Mutants and Masterminds - ETLC
Having the power of perceived creation limited by my imagination. What an amazing power to have. But like all things there is a draw back. Something that is the down side to all this power. To explain both my riches and my run I must go back to my origin.
Well, for starters I Woke up in a fucking grave! Not a grave in a cemetery, like that would be any better… but in a ditch in the fucking park.

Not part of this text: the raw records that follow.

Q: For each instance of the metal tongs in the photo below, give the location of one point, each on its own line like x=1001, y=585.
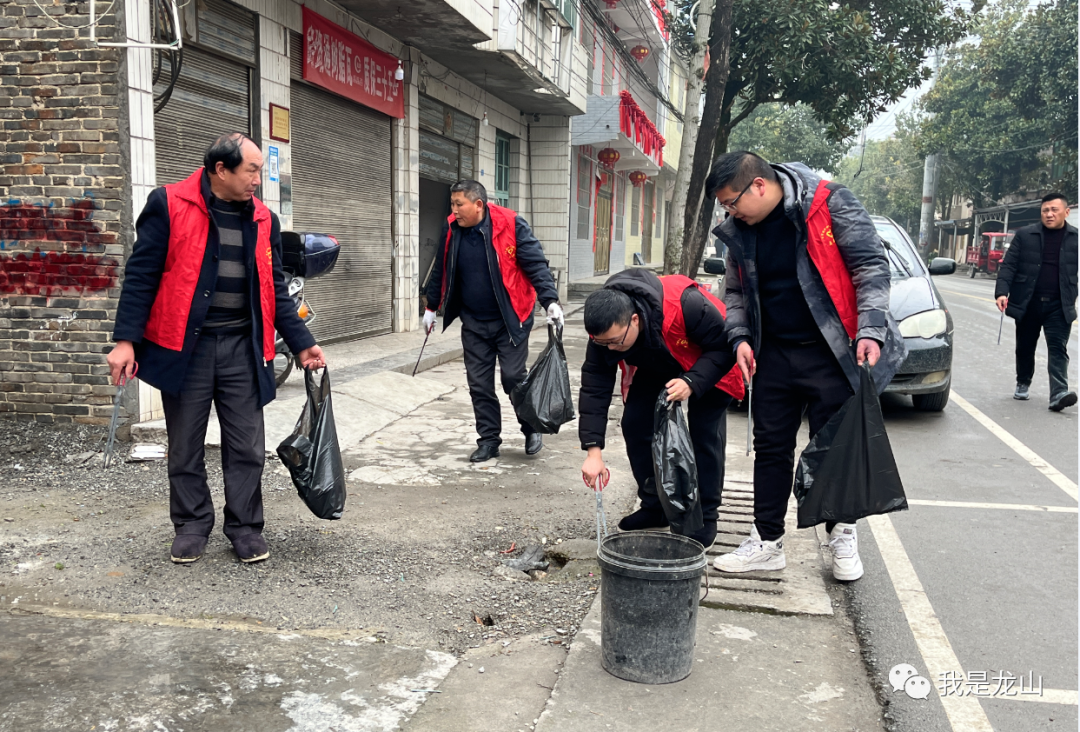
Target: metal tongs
x=116, y=412
x=602, y=482
x=750, y=414
x=426, y=336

Really the park!!! Was I so bad that I was dumped so unceremoniously. But more than that why am I alive and able if I’m in the ground. I don’t remember dying I didn’t have any enemies worth noting. So why? I do however remember living, but I never felt like this in life. Power brimming consuming my mind allowing me to greedily consime it call upon it. I focus and try to think of the best way to use this power. I love samurai, but I am no samurai. Plus I have no weapon. I could shoot blasts from my hands fly and act like the works is bdz. Then it hits me CREATION!!! An arrogant notion perfect fit for me. THAT will be my focus but how? I am torn between creating intricate illusions insubstantial weightless I’m my mind “fake”, but to all others real. Or actual creation giving form and substance at my control but limited. life is not for me to control though I’m sure I can take it, but giving it treads on a realm I dare not walk upon. But must I be torn, “A wise man is a patient man. a fool rushes and in his haste finds ruin issued off riches.” Sui that’s what I will be I will learn abd do both. I may not be strong of body. But matters of the mind strategy I am unrivaled or so I tell myself. And so I begin, and here I am. Very unceremoniously!!!